Get in touch with me, I can get you the good steel ones for about $25 a set.
“Just saying?” It’s not like it’s an on off switch and suddenly you lose your brakes. If you start to experience excessive fade and you’ve upgraded your pads, backing plates, ducting, and are running Super Blue, then I’d CONSIDER RBF600.
discount threw in a nice set with my last wheel purchase (even thought I didn’t ask or pay for them.
it’s pretty hard to fade evo brakes on the street, I only did it once and that was when I was bedding in my race brakes and got carried away and did it until my foot was on the floor with no brakes.
you have remember that at a track day you’re essentially braking from 120-50 as hard as you can every 60 seconds or so… that’s a lot to demand of a braking system in terms of heat. a situation like this just doesn’t happen on the street over and over again.
Emery, you wouldn’t know this since you don’t road race, autox, etc. but your brakes don’t just stop working all of a sudden without warning. It’s just like finding out you need a more track oriented pad because they’re starting to fade. If you keep running a car hard as they continue fading you’re asking for trouble and eventually your brakes won’t do much of anything, but there’s plenty of warning beforehand.

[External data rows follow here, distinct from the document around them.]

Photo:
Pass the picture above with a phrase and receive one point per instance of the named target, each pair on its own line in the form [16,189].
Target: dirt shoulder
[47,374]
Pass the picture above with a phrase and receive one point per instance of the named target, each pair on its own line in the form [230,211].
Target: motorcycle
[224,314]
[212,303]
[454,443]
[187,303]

MPD makes another good point. ATE dot 4 doesn’t need changed anywhere near as often as a dot 5 fluid, so it usually makes sense to work on cooling rather than just throwing a fluid in that can handle higher temps once you’re already running dot 4.

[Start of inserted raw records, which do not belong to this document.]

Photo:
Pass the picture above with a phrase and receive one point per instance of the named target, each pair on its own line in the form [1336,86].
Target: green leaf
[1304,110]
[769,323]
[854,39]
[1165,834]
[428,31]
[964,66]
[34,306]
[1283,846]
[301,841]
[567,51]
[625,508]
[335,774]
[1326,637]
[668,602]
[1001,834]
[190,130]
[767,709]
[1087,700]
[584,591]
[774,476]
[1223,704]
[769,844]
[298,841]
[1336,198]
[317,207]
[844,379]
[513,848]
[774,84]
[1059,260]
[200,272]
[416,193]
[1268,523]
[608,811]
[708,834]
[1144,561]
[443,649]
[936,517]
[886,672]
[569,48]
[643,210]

To me it made perfect sense. Ive gone down a track (quarter mile) and didn’t realize how short the shut down road was. Needless to say I encountered brake fade and almost went right into the sand trap. I cant imagine it would be much different on a road course at the end of a long straight away? But then, I thought about how much more of a controlled environment it is. I guess In my racing application it is best to be safe before sorry.

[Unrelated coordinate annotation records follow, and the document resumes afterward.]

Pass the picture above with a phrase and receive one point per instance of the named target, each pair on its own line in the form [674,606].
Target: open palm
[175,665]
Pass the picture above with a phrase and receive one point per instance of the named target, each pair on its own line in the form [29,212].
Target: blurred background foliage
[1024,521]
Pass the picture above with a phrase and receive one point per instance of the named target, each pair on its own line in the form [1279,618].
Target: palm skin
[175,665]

Um, I’m not trying to be an ass, but how did you encounter brake fade on a drag pass in an Evo? Even a 160-0 stop in modern car with decent brakes (350z, Evo, STi) will not see brake fade on a single stop, hell most cars with horrible brakes (say a turbo civic with stock brakes) wont even see fade in less than 2 HARD (120+ - 0) stops. I think you might be confused.
I would think they would heat up quite a bit trying to stop 3500 lbs from a 135 mph roll. Maybe not enough to boil the fluid right away, but my point is I would have rather had better pad on it when that happen. All my point is I would rather be safe then sorry. Ive been to the track way to many times and said “I should have done this”. Wouldn’t you rather be ahead of the game? Lets say you are improving vastly on the track, In fact now you have brake fade, Would you rather take it easy that day and say " I wish I had just spent the couple extra dollars". Or would you rather go out and just rip?
wrong pads? shit needs bleeding? air or water in the fluid? worn brake discs? damaged line or bad master cyl? could be a lot, but stuff doesn’t “just” fade.